A Visual Field Guide
Scroll to open ↓
From your very first prompt to studio-grade control — how to think, see, and create with the world's most opinionated image model. Ten chapters, every figure a controlled experiment, every prompt copy-pasteable.
Pick a door. Each chapter opens with its hero and reads top to bottom.
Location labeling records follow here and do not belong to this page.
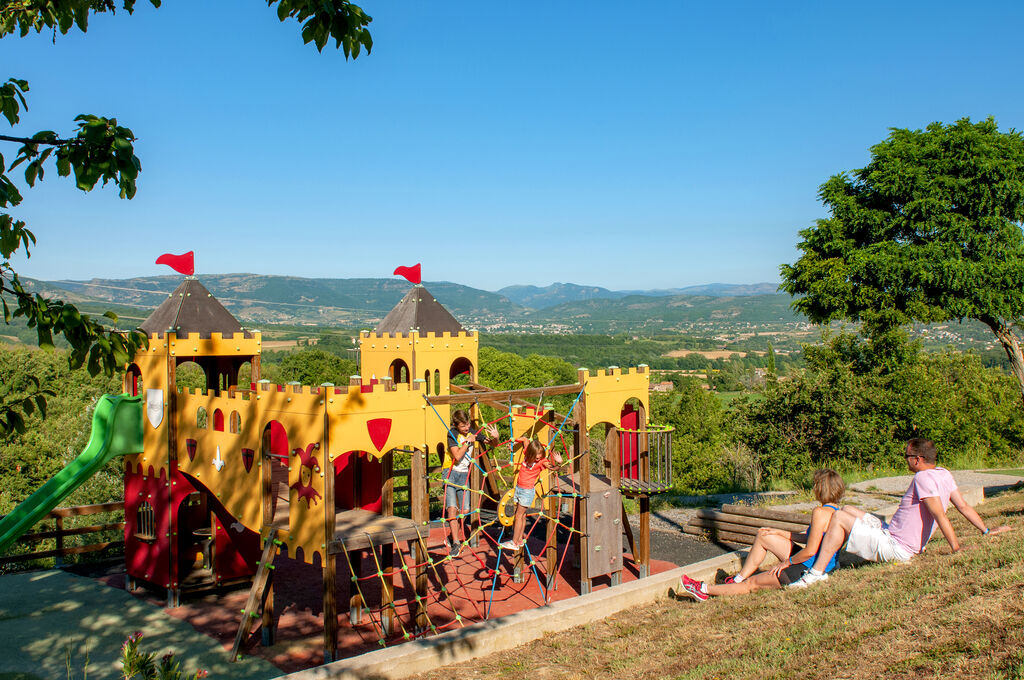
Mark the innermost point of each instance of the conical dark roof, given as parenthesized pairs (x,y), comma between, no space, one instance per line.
(419,311)
(190,308)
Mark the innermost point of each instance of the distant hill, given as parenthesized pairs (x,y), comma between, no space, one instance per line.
(555,294)
(255,298)
(635,312)
(549,296)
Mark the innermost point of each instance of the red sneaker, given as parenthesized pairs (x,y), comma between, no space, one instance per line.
(691,588)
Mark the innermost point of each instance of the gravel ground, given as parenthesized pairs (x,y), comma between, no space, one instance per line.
(881,496)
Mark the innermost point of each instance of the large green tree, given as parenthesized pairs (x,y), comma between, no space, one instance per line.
(930,230)
(99,150)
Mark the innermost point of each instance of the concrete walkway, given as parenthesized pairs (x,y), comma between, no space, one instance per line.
(50,620)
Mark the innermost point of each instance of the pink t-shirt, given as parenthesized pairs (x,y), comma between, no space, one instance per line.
(912,524)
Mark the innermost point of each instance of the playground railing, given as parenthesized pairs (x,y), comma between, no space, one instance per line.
(52,527)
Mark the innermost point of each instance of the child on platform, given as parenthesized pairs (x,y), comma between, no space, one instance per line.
(828,489)
(534,463)
(461,440)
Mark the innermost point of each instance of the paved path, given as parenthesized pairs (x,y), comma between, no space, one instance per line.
(49,617)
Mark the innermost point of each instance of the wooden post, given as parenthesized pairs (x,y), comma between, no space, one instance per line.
(643,545)
(584,513)
(643,541)
(554,503)
(420,511)
(266,621)
(387,551)
(58,527)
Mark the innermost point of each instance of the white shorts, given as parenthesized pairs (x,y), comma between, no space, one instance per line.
(870,539)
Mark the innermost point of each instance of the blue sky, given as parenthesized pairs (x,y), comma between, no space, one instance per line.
(631,145)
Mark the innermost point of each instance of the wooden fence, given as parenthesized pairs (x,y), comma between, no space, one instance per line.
(52,527)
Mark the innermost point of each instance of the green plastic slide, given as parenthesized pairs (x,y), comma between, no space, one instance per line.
(117,430)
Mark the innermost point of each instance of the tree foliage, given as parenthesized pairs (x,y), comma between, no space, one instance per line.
(930,230)
(854,408)
(99,151)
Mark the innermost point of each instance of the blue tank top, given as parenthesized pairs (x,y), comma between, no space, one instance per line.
(832,563)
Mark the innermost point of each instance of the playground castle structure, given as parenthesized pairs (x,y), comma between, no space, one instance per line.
(229,476)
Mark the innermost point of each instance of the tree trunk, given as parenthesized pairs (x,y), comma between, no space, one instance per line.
(1011,343)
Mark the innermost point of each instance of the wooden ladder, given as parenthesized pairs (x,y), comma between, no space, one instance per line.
(257,595)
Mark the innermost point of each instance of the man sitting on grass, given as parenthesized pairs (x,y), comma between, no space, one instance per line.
(922,509)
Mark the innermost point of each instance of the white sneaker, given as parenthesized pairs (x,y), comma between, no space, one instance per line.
(808,579)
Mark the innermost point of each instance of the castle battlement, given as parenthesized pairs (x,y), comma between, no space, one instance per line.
(245,335)
(370,336)
(614,371)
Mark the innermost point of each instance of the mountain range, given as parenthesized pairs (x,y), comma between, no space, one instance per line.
(361,302)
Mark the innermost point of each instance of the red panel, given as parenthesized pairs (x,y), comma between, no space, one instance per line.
(279,439)
(629,443)
(236,552)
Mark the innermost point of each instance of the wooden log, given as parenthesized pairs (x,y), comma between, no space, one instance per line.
(755,511)
(752,521)
(722,525)
(720,537)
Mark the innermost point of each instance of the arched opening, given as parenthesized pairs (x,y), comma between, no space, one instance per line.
(246,376)
(145,521)
(602,448)
(275,458)
(189,375)
(133,380)
(461,372)
(398,371)
(358,481)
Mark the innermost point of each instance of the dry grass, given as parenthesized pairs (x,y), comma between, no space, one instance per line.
(942,615)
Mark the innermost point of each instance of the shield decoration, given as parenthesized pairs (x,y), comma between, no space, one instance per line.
(247,458)
(379,430)
(155,407)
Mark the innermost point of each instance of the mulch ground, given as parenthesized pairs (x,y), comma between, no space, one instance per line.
(473,587)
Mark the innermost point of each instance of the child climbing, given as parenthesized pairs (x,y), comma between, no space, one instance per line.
(461,440)
(534,462)
(828,489)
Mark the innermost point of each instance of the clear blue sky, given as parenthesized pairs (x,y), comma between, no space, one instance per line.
(625,144)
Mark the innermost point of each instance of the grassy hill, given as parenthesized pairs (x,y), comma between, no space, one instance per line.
(941,615)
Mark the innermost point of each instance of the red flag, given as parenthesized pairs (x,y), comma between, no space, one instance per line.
(411,273)
(181,263)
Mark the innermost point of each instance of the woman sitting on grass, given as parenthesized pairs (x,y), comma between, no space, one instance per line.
(828,489)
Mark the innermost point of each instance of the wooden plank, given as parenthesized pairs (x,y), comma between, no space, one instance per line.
(78,530)
(755,511)
(504,395)
(748,520)
(720,537)
(330,571)
(420,510)
(77,510)
(76,550)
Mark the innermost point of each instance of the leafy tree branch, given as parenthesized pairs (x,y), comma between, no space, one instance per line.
(99,151)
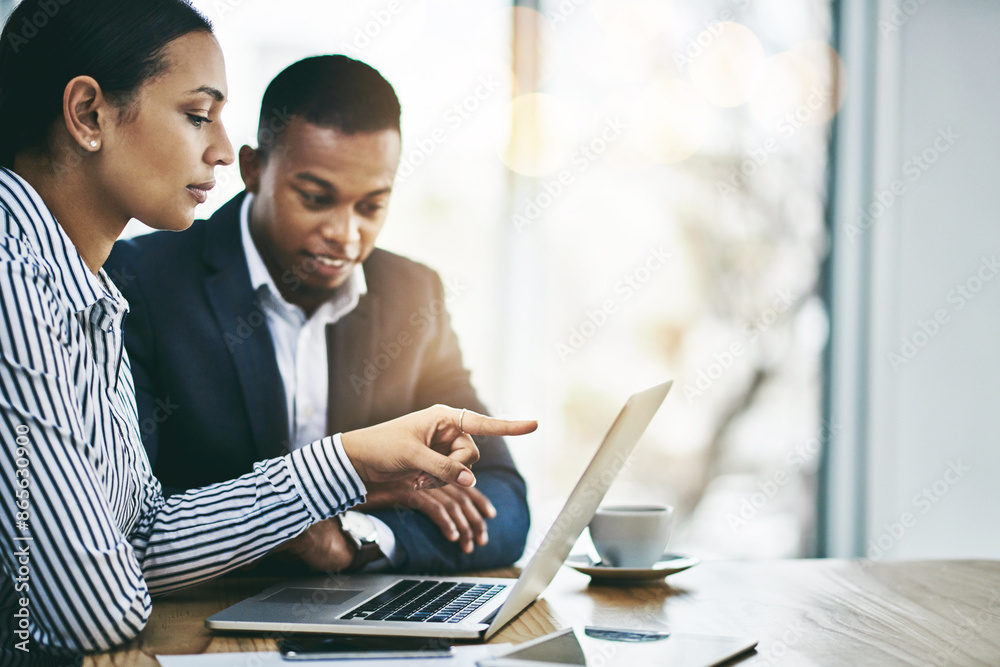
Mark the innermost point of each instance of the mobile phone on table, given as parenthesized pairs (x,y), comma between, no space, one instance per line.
(352,647)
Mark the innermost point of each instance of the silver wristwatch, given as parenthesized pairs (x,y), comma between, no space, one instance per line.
(360,530)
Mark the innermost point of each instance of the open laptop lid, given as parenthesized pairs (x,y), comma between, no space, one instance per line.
(579,509)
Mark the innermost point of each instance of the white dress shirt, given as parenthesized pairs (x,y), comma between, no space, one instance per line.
(300,349)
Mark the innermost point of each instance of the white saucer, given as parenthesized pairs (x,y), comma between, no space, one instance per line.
(667,565)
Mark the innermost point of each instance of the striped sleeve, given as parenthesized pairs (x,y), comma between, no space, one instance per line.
(67,557)
(198,535)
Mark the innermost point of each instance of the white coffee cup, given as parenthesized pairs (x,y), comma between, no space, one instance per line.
(632,536)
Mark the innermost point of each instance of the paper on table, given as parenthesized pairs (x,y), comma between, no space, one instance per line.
(465,656)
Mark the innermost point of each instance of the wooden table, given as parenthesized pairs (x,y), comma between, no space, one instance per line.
(802,612)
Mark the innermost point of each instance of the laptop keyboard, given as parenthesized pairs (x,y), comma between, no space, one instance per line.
(426,601)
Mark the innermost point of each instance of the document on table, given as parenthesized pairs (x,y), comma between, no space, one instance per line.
(465,656)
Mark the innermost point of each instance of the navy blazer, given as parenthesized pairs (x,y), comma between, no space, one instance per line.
(210,397)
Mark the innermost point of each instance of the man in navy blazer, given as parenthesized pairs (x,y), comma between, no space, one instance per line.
(276,318)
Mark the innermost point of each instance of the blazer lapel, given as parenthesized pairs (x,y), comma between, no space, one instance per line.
(351,346)
(243,325)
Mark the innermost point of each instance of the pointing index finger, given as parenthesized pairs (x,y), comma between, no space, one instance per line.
(474,423)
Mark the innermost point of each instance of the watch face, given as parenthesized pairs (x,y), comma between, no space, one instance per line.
(359,525)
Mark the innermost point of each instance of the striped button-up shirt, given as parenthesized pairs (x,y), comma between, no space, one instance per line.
(87,536)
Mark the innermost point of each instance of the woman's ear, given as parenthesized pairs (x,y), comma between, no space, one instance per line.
(84,110)
(251,164)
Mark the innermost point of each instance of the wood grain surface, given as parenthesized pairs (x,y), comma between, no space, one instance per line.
(802,612)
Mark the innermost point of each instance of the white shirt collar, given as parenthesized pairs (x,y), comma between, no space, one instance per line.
(346,299)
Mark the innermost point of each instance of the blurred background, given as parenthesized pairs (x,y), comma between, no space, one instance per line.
(786,206)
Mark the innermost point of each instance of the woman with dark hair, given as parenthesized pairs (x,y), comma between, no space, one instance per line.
(110,111)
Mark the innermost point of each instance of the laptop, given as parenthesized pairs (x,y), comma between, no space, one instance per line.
(471,608)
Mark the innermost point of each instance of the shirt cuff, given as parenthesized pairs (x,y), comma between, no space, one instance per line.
(326,478)
(392,555)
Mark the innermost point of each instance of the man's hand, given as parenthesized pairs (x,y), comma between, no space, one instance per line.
(459,512)
(322,546)
(429,441)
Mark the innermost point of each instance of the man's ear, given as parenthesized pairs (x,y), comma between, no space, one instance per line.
(251,164)
(86,112)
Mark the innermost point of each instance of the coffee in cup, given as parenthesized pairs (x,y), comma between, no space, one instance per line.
(633,536)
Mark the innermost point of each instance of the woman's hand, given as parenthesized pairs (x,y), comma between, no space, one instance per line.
(429,442)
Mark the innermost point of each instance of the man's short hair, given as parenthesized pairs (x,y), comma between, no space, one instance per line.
(329,91)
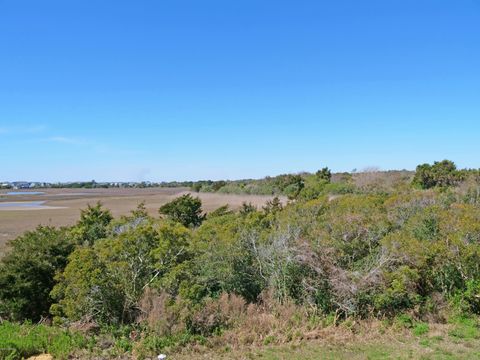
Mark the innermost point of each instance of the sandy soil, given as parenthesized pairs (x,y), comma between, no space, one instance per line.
(62,206)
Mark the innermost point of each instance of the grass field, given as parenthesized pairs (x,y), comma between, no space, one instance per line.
(63,205)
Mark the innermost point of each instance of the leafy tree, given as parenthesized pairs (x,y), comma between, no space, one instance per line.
(273,206)
(324,174)
(105,282)
(185,210)
(27,272)
(93,224)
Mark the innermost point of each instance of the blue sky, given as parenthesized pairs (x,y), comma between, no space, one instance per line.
(177,89)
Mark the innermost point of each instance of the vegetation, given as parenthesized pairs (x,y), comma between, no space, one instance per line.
(366,248)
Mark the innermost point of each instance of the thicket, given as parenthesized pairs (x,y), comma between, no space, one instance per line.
(366,246)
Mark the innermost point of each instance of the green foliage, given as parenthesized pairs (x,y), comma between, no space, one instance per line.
(324,175)
(185,210)
(443,173)
(27,272)
(104,282)
(93,225)
(339,250)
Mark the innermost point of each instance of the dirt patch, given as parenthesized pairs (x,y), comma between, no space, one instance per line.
(62,206)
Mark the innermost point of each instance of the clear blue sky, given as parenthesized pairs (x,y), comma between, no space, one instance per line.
(177,89)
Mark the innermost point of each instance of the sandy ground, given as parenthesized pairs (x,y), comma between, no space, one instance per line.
(62,206)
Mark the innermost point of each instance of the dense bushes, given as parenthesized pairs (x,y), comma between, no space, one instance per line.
(339,248)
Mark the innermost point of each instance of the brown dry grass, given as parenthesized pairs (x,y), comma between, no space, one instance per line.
(119,201)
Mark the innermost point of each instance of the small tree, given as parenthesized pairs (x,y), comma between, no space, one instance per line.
(185,210)
(443,173)
(93,224)
(27,272)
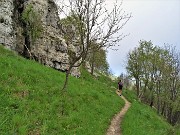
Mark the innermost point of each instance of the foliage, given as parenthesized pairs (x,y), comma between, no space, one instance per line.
(89,19)
(156,71)
(31,100)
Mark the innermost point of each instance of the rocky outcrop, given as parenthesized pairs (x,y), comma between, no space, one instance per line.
(6,23)
(50,49)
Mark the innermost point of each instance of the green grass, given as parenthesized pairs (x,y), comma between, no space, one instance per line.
(31,100)
(31,103)
(143,120)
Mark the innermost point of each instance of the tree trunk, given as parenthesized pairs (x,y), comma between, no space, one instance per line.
(66,79)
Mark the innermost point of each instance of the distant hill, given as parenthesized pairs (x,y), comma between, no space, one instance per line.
(31,102)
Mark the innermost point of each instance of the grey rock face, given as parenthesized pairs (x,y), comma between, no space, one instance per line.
(50,49)
(6,23)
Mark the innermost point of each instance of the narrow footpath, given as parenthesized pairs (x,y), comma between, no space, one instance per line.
(114,128)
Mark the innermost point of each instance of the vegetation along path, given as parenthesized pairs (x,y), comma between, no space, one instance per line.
(114,128)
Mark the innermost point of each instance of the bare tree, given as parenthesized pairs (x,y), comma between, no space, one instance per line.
(93,21)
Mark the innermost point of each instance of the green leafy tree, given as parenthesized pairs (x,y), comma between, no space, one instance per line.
(91,17)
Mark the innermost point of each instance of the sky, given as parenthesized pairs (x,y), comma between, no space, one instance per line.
(155,20)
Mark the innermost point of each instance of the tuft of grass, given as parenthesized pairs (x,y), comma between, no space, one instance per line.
(31,100)
(143,120)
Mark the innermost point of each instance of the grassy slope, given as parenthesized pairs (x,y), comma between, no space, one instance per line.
(142,120)
(30,100)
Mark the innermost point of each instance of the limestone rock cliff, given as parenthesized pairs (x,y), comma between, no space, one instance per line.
(50,49)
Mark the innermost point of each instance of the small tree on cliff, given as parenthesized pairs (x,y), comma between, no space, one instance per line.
(93,22)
Midjourney rewards people who learn to describe what they see. This book teaches that skill the way a photography book would — with pictures first, side-by-side comparisons, and the smallest possible change between any two images.
Every figure follows one discipline: change only the variable being taught. Same subject, same seed where it matters, one swapped phrase or parameter. The captions tell you what moved; your eyes do the rest. Every prompt printed beside a figure is copy-pasteable.
Midjourney moves fast. As this book went to press: V7 is the documented platform default (released April 2025); V8.1 is the newest model (April 30, 2026) — 4–5× faster, native 2K “HD” output — but the whole V8 line is officially alpha and changing, sometimes without notice. Several mature features (Omni Reference, multi-prompting, Niji, the Quality parameter, Draft Mode, Turbo) live in V7 and are not yet in V8.1. Every figure in this book is tagged with the model that produced it. Verify anything version-specific against docs.midjourney.com before you rely on it.
The single most misunderstood thing for beginners. Plans ($10–$120/month) buy Fast GPU hours — a standard image costs roughly one GPU-minute; V8.1 HD ≈ 1.33 minutes; video ≈ 8× an image. Standard plans and above add unlimited Relax mode (queued, slower, free). Explore in Relax, spend Fast hours on finals. Unused Fast hours don't roll over.
Part One
A prompt is not a wish — it's a description. In four images, watch a single word grow into a photograph, then meet the buttons that turn one result into many.
Midjourney's prompt grammar is simple: subject → context → lighting → style/camera → parameters. Each layer you add removes a decision from the model and hands it to you.
Start with two words and Midjourney fills every gap with its own taste. Add a setting and it stops guessing where you are. Add light and it stops guessing when. Add a lens and it stops guessing how the scene was seen. The fox below never changes species — only how much of the picture is yours.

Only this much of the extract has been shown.